My SearchDataSource control is not returning pages that have been added recently.  I'm assuming that it's stopped indexing, for some reason.

I'm just a little confused about the search architecture -- EPiServer has a "CMS Indexing Service," but my review of the API and the DLLs tells me that EPiServer is using Microsoft Indexing Service (if so, I can't figure out what catalog they're using...).  Additionally, there's all sorts of Lucene integration floating around.  The whole thing is a little black-box-ish.

So, in the end, what actually maintains the search index in EPiServer?  And how do I get it to start indexing again?  Is there some way to "reset" it?

#40816
Jun 17, 2010 18:47
Vote:
 

Try restarting the EPiserver indexing service. You should easily find it under services. If you check the vpp folders there should be a indexing folder.

There's a setting in web.config for the delay before a newly created page get's indexed.

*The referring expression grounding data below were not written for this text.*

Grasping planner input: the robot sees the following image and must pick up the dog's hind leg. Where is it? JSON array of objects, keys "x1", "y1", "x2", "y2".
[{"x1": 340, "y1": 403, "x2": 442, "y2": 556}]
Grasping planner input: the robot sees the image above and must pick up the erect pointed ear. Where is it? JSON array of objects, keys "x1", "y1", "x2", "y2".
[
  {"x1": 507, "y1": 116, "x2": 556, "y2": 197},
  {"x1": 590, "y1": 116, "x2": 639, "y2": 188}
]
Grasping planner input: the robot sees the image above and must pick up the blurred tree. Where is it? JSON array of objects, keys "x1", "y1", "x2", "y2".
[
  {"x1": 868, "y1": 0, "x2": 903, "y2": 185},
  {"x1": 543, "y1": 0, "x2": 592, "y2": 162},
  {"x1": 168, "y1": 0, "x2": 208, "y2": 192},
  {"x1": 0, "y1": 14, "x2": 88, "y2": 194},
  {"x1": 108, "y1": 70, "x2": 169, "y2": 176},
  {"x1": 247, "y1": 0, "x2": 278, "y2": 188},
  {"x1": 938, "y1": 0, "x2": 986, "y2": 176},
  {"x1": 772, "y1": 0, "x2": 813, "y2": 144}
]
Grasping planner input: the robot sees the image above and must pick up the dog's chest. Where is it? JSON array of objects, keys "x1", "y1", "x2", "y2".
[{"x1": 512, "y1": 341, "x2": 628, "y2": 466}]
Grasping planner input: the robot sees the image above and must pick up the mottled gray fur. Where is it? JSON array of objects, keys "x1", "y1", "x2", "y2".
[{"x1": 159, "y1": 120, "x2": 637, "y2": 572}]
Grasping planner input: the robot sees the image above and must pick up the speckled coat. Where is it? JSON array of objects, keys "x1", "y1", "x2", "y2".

But I think restarting the service should do it. I've had to reset it several times in different environments.

/Per

#40819
Jun 17, 2010 21:51
Vote:
 

Per:

Thanks, but that hasn't really solved it.  Search works great on pages we created long ago, but the newer the page, the less likely it is to be in the index.  It's like the indexer stopped indexing at some point in time.

I'd really like some more insight on how this thing works behind the scenes.  I used Reflector to dig through the SearchDataSource control, and I see that there's a method in there that calls IndexServerSearch, which actually makes uses Microsoft Indexing Server to run a search on...something.  I checked and I still only have the System and Web catalogs, and I never set anything else up, so I have no idea what index it's searching.

And, on top of all this, I have no idea how Lucene fits in into all this.

Deane

#40842
Jun 18, 2010 18:16
Vote:
 

A quick overview:

* The versioned VPP (files) is using the EPiServer Indexing Service which uses Lucene for the index.

* The native VPP (files) is using Microsoft Indexing Service and is the "classic" implementation and not enabled by default. Not dependent on the EPiServer Indexing Service.

* Searching for pages is using a custom search implementation stored as keywords in the database (see tblKeyword, tblPageKeyword). It listens for events and is not dependent on any indexing service. Implemented in EPiServer.LazyIndexer.

We are looking into consolidating this for a future version.

#40855
Jun 21, 2010 11:14
Vote:
 

So Microsoft Indexing Services is essentially deprecated by default?

To sum up --

(1) Lucene indexes binary files, and (2) a custom SQL implementation indexes pages.

#40867
Edited, Jun 21, 2010 14:53
Vote:
 

You are correct. We still support native file systems using MS Indexing, but by default we don't use it since you don't get permanent links and versioning if you go that route.

#40871
Jun 21, 2010 15:23
Vote:
 

Thanks, Per.  I have a ticket open with support on this, and it's gotten really odd.  In particular, since the page indexing is event-based, not service-based, it couldn't have just "stopped indexing."  Also, support has had me run SQL queries on the keywords in the database, and the results are not consistent.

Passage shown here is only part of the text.